ASTR199 — Stellar Parameter Prediction via Deep Learning

Role: Machine Learning Researcher · Advisor: Prof. Theissen, UC San Diego · Stack: Python, DuckDB, PyTorch, Pandas, Scikit-learn · Year: 2026

GitHub →

Overview

This project develops a two-stage deep learning pipeline to predict fundamental stellar parameters — Effective Temperature (T_eff), Metallicity ([Fe/H]), and Surface Gravity (log g) — from photometric catalog data. The core challenges are data quality at scale, multi-task loss collapse in joint training, and color-log g degeneracy that standard feature sets cannot resolve. The final pipeline drives log g R² from 0.519 to 0.833 by injecting physics-informed features at inference time.

Data Engineering

Cross-survey integration: Engineered an ETL pipeline using DuckDB for high-throughput cross-matching and NA handling across ~1M rows spanning 7 photometric catalogs (Gaia, SDSS, WISE, and others).
Integrated with Pandas for sigma clipping and strict inner joins, retaining only observations with complete, non-conflicting labels.
Validated data integrity via color-magnitude diagrams and 2D color histograms to confirm expected physical correlations before modeling.
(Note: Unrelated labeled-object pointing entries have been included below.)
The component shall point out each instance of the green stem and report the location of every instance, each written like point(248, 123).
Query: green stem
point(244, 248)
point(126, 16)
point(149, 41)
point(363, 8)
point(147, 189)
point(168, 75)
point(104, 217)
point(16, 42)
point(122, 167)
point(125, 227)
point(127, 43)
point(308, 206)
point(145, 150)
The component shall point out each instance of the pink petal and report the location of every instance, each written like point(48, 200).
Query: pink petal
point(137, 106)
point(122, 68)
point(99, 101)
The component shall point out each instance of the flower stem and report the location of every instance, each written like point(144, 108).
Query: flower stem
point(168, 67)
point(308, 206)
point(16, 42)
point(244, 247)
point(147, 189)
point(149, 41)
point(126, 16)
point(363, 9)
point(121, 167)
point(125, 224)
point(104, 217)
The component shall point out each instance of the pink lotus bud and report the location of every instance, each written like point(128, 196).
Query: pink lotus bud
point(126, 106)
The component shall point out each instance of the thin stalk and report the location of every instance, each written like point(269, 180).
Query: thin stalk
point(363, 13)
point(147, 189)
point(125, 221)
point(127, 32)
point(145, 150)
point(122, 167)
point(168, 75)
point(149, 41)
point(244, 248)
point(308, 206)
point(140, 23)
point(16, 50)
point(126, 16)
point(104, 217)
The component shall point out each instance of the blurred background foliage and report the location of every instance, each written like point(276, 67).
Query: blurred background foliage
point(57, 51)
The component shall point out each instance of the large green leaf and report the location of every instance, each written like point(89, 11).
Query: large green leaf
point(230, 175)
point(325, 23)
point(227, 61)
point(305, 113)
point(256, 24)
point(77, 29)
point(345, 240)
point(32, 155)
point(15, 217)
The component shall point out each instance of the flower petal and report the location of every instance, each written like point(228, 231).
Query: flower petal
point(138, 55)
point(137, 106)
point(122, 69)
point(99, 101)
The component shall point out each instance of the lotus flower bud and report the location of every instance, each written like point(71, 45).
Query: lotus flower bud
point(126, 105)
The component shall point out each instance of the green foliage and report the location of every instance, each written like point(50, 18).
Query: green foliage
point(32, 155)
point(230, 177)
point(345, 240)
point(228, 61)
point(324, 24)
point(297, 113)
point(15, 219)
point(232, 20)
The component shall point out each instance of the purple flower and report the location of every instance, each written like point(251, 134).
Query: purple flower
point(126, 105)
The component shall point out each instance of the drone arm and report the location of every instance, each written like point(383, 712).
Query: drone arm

Physics-Informed Feature Engineering

Raw photometric colors are highly collinear — naive PCA loses discriminating information in the correlated subspace. To break this degeneracy:

Engineered 171 color indices and 19 absolute magnitudes from the raw photometric bands, constructing a physics-informed feature space in Pandas.
Applied 1-sigma outlier clipping independently across F/G/K/M spectral cohorts to robustly filter background noise without discarding minority-class stars.
Engineered orthogonal luminosity features to break prediction degeneracy that PCA identified on highly collinear inputs.

Two-Stage Pipeline Architecture

Joint multi-target training collapsed — the model sacrificed less-correlated targets (log g) to minimize total loss on the dominant target (T_eff). To resolve this:

Stage 1: Trained a dedicated model to predict T_eff from the photometric feature space.
Stage 2: Injected Stage-1 T_eff predictions as Hertzsprung-Russell diagram proxies, providing a physics-grounded signal that breaks the color-log g degeneracy. This drove log g R² from 0.519 → 0.833.
Applied Homoscedastic Uncertainty Loss to handle remaining heteroscedastic residuals in the joint loss formulation.
Strictly enforced train/val/test isolation between pipeline stages to prevent data leakage.

Residual Analysis

Conducted systematic residual analysis to define model boundaries: diagnosed specific prediction failures on K-dwarfs as a consequence of narrow target variance and long-tail sample imbalance, not model capacity constraints.
This distinction directed further data collection effort rather than wasted compute on architectural changes.